Studio album by the Beatles
- Released: 3 February 1964
- Recorded: 4 September 1962 – 1 July 1963
- Studios: EMI, London
- Genre: Merseybeat
- Length: 32:11
- Label: Capitol Canada
- Producer: George Martin

The Beatles North American chronology
| Meet the Beatles! (1964) | Twist and Shout (1964) | The Beatles' Second Album (1964) |

The Beatles Canadian chronology
| Beatlemania! With the Beatles (1963) | Twist and Shout (1964) | The Beatles' Long Tall Sally (1964) |

Singles from Twist and Shout
- "Twist and Shout" Released: 16 March 1964; "Do You Want to Know a Secret" Released: 26 May 1964;

= Twist and Shout (album) =

Album by the Beatles, released in Canada

Twist and Shout is the Beatles' second album released in Canada, in mono by Capitol Records (catalogue number T-6054) on 3 February 1964. It consists of songs mostly drawn from Please Please Me, their first LP released in the United Kingdom. This album, like its parent album, contains both original Beatles songs, as well as covers (including its namesake, "Twist and Shout"), denoted in the track listing.

==Track listing==

Side one
| No. | Title | Writer(s) | Lead vocals | Length |
|---|---|---|---|---|
| 1. | "Anna (Go to Him)" | Arthur Alexander | John Lennon | 3:00 |
| 2. | "Chains" | Gerry Goffin, Carole King | George Harrison | 2:25 |
| 3. | "Boys" | Luther Dixon, Wes Farrell | Ringo Starr | 2:28 |
| 4. | "Ask Me Why" | McCartney/Lennon | Lennon | 2:28 |
| 5. | "Please Please Me" | McCartney/Lennon | Lennon and McCartney | 2:00 |
| 6. | "Love Me Do" | Lennon/McCartney | McCartney and Lennon | 2:22 |
| 7. | "From Me to You" | McCartney/Lennon | Lennon and McCartney | 1:56 |
| Total length: |  |  |  | 16:39 |

Side two
| No. | Title | Writer(s) | Lead vocals | Length |
|---|---|---|---|---|
| 1. | "P.S. I Love You" | McCartney/Lennon | Paul McCartney | 2:06 |
| 2. | "Baby It's You" | Burt Bacharach, Mack David, Barney Williams | Lennon | 2:40 |
| 3. | "Do You Want to Know a Secret" | McCartney/Lennon | Harrison | 1:59 |
| 4. | "A Taste of Honey" | Ric Marlow, Bobby Scott | McCartney | 2:05 |
| 5. | "There's a Place" | McCartney/Lennon | Lennon and McCartney | 1:53 |
| 6. | "Twist and Shout" | Phil Medley, Bert Russell | Lennon | 2:33 |
| 7. | "She Loves You" | McCartney/Lennon | Lennon and McCartney | 2:19 |
| Total length: |  |  |  | 15:35 |

==Differences from Please Please Me==
- "I Saw Her Standing There" (the opening track of Please Please Me) and "Misery" were omitted from Twist and Shout.
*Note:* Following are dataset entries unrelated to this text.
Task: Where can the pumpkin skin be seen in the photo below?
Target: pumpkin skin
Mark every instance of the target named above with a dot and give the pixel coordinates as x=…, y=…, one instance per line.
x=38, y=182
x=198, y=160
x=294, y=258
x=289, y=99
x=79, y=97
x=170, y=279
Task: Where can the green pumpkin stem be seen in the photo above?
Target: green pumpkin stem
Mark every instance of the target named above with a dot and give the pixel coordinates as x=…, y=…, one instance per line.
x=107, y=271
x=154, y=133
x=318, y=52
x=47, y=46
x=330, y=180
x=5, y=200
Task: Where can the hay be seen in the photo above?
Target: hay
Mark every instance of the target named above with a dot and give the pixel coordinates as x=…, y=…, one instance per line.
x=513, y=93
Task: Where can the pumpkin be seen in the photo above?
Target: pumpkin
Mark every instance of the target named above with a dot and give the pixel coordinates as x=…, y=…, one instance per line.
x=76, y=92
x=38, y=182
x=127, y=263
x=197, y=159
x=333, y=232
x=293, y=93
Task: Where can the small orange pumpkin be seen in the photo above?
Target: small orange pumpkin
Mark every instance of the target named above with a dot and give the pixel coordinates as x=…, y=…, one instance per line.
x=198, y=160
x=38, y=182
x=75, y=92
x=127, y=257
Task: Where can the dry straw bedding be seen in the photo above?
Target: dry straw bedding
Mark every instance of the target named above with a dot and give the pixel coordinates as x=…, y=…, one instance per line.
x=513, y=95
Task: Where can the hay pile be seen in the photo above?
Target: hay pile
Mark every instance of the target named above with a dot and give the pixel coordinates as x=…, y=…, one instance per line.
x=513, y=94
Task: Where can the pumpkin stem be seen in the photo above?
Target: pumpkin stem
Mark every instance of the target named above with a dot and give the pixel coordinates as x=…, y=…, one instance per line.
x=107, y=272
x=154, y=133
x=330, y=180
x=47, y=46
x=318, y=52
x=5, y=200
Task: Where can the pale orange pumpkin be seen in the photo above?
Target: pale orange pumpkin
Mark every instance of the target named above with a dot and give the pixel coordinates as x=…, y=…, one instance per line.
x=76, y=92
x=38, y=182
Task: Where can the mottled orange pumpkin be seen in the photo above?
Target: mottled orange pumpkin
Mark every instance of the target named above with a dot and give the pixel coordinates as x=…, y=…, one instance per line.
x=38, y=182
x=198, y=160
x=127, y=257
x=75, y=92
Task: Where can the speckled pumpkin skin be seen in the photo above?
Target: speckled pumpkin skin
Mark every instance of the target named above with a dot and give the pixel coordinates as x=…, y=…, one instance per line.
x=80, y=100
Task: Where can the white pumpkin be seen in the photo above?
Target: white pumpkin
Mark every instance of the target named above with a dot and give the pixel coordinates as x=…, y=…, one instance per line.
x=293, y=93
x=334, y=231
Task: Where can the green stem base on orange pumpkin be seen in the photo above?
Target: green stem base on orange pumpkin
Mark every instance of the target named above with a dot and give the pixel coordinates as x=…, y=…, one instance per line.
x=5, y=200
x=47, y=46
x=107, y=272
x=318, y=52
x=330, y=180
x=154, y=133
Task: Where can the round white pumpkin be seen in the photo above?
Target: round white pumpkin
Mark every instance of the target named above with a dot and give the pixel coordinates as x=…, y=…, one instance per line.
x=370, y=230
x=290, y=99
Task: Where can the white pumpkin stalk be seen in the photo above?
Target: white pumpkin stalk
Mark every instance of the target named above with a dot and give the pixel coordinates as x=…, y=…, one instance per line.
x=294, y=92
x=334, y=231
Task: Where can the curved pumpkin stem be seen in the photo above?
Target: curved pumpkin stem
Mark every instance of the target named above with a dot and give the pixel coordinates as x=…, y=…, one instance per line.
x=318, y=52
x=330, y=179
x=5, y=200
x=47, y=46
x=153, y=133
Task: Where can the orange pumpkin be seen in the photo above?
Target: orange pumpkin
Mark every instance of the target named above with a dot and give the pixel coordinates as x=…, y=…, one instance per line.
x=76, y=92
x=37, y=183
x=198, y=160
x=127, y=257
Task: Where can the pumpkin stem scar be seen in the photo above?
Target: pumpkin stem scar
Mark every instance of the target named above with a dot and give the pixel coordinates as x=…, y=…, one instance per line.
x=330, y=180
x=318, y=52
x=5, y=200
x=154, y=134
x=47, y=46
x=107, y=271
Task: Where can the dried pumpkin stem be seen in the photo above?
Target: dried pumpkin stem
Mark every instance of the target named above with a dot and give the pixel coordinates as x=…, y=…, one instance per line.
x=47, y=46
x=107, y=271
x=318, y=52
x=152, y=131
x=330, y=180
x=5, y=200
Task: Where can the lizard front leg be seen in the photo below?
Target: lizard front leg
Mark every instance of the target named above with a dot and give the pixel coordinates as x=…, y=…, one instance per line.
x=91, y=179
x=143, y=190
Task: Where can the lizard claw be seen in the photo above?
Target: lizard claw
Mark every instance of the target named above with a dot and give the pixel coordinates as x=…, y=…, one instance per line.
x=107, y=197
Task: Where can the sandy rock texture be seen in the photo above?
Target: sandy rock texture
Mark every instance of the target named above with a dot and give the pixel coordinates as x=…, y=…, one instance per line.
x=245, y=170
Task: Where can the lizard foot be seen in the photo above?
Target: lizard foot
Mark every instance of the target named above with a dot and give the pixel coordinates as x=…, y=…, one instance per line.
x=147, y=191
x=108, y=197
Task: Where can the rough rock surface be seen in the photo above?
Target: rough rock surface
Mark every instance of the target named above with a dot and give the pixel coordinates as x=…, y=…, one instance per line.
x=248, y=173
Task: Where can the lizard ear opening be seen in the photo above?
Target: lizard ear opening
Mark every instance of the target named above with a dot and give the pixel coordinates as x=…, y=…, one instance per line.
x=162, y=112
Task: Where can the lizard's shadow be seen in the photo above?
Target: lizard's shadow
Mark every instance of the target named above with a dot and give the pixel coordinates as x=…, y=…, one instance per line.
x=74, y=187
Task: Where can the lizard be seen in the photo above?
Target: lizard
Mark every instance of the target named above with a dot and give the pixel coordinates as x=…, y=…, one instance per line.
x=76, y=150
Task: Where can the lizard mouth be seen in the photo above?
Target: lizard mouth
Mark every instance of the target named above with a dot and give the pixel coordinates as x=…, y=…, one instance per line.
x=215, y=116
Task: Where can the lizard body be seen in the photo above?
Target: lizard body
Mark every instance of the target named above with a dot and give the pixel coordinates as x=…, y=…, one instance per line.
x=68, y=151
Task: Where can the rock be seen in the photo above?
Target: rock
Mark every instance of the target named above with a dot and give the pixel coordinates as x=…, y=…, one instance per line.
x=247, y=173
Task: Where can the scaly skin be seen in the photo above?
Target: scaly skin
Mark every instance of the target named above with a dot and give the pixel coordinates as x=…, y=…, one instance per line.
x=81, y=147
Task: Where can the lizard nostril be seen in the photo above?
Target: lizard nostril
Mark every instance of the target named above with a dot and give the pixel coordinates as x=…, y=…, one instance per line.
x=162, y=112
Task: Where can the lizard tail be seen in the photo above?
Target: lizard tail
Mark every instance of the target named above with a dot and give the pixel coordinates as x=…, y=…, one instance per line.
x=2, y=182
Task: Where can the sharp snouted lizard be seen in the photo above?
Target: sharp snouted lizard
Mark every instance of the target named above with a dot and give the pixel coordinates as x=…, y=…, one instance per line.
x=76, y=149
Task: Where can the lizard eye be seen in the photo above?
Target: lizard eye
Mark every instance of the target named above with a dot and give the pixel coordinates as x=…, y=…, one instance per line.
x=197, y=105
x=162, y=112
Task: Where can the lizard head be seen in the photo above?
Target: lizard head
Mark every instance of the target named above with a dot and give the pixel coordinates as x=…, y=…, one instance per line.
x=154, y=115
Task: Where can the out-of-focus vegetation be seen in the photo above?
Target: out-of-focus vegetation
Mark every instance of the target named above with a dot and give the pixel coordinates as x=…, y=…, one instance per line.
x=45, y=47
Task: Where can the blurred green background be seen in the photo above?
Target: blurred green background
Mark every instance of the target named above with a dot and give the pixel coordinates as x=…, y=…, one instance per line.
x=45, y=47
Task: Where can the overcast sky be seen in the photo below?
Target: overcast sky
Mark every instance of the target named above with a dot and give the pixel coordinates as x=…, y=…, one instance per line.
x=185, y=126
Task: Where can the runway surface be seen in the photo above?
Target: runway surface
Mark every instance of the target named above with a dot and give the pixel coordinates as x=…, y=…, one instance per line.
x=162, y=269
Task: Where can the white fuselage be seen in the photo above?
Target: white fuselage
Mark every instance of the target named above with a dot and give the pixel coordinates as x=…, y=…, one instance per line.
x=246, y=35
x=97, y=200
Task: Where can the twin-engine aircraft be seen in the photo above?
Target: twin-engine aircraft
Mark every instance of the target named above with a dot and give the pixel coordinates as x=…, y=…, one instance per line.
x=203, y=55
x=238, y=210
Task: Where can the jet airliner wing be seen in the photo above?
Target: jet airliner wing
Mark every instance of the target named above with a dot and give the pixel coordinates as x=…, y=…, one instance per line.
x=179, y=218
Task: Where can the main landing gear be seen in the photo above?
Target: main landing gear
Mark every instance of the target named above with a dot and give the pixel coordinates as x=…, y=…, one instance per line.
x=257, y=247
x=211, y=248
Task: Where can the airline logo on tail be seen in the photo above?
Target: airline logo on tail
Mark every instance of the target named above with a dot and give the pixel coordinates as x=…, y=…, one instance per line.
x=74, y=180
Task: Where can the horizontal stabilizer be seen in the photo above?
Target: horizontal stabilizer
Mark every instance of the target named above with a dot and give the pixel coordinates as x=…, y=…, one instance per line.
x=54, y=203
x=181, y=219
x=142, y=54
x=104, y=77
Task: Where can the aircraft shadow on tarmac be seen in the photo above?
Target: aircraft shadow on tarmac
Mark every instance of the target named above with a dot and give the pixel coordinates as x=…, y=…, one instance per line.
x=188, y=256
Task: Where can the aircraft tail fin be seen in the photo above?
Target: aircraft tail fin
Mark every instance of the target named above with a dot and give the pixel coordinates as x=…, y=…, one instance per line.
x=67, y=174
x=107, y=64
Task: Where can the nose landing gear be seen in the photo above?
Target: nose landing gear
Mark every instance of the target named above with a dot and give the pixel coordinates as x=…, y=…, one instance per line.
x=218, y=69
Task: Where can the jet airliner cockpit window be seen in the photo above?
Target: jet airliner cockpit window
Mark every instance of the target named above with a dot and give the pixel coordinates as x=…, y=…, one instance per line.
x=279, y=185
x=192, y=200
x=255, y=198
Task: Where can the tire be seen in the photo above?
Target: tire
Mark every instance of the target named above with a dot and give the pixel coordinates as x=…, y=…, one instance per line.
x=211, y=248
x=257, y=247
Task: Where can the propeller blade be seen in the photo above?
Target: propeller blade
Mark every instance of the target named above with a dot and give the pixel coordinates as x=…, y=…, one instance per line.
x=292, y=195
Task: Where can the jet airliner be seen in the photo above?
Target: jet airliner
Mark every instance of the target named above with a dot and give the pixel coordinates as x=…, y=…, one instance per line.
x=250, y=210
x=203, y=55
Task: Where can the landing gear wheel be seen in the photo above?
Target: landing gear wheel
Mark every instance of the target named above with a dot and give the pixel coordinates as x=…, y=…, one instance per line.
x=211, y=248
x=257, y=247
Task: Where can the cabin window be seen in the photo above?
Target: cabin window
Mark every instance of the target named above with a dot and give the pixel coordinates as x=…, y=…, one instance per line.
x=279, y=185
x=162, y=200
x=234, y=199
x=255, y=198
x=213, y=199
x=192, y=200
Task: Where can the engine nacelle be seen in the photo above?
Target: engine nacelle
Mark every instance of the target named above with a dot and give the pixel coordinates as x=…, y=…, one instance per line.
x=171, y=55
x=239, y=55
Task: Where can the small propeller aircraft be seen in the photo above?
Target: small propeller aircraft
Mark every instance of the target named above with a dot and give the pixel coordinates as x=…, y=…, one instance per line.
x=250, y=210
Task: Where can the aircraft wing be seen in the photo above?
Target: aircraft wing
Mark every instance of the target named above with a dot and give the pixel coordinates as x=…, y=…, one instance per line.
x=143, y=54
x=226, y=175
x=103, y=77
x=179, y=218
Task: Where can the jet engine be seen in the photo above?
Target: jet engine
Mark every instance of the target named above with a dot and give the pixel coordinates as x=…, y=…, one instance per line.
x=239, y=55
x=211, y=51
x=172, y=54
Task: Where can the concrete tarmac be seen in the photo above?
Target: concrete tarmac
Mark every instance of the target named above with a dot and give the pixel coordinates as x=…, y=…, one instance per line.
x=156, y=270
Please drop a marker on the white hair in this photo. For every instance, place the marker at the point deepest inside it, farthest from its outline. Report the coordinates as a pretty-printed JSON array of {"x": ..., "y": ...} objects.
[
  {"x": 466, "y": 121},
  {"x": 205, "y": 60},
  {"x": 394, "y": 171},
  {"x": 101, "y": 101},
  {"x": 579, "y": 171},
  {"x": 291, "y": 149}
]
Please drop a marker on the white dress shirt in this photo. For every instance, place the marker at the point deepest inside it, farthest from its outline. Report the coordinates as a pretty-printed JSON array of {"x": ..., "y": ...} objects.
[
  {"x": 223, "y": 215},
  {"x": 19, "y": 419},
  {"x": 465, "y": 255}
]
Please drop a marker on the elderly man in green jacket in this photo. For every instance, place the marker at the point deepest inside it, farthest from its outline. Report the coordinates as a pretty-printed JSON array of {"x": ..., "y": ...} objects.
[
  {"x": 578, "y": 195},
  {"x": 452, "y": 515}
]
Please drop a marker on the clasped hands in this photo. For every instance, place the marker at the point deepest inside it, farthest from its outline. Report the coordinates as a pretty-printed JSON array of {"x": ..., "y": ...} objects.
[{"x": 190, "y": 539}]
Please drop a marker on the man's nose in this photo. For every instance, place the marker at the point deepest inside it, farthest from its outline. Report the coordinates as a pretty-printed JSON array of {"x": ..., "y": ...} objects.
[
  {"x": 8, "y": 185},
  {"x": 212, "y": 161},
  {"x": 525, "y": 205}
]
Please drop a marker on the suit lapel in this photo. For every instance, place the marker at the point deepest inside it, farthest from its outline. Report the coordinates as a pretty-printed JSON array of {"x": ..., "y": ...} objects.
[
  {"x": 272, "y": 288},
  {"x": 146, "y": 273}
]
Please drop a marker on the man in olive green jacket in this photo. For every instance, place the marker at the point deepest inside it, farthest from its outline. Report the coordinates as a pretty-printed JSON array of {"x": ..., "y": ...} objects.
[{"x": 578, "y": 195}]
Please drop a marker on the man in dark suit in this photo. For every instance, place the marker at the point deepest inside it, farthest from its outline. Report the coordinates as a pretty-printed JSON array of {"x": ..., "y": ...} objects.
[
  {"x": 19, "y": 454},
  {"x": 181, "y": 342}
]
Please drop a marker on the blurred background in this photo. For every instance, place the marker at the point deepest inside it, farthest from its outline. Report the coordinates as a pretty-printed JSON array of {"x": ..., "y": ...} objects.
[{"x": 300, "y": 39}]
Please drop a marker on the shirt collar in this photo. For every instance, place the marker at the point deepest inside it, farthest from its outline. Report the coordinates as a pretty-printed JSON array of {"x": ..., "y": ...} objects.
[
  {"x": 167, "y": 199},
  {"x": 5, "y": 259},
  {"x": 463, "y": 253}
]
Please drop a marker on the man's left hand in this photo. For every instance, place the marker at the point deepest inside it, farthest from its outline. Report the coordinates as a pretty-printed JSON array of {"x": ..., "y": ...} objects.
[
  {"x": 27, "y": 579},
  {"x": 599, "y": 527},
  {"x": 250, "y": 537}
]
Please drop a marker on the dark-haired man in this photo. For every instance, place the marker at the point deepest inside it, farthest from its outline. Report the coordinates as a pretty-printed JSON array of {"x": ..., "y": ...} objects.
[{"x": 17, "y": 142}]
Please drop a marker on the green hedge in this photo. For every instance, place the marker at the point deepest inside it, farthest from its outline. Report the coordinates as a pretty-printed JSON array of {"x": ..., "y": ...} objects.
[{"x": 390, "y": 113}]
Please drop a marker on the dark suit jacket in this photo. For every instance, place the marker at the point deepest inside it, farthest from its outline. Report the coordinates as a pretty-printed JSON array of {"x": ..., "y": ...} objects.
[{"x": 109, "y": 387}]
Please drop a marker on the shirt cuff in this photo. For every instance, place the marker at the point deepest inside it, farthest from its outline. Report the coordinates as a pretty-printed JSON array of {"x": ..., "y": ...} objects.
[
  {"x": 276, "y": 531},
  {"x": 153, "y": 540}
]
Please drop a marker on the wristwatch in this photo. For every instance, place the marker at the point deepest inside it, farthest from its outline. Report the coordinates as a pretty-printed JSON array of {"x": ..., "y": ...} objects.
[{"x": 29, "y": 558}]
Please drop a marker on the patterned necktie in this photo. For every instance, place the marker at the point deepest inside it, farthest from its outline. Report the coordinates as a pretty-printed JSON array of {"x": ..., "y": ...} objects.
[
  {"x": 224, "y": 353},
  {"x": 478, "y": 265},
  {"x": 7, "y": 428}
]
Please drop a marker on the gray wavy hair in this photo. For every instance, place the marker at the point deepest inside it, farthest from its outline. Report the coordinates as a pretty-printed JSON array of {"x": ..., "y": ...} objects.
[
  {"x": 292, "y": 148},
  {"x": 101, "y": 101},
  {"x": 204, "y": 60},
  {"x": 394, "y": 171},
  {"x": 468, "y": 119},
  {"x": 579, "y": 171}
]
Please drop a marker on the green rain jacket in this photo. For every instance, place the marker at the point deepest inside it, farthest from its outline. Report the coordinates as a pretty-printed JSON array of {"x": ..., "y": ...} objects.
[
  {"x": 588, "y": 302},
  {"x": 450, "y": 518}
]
They both appear on the next Canadian LP release, The Beatles' Long Tall Sally.
- "From Me to You" and "She Loves You" were added to Twist and Shout. They were issued as the A-sides of singles in the UK.
- The two albums' front and back covers differ significantly.

==Reissues==
Twist and Shout received miscellaneous reissues since the initial release date. The initial release was exclusively mono audio, because stereo record players were not popular in Canada at the time of release and therefore not profitable. Early copies of the record were manufactured with a limited edition 8x10 inch poster of the Beatles. The subsequent reissues attributed Parr's, the printer commissioned by Capitol to create the cardboard record jackets as well as other minor variations in the label, font size, and catalogue numbers. Twist and Shout was eventually reissued in stereo in the 1970s, bearing catalogue number ST-6054 to denote stereo audio; all tracks were in stereo except for "Love Me Do", "P.S. I Love You", and "She Loves You", which remained mono. The stereo reissue is considered to be the definitive version.

==Certifications==

| Region | Certification | Certified units/sales |
| Canada (Music Canada) | 3× Platinum | 300,000^{^} |
^{^} Shipments figures based on certification alone.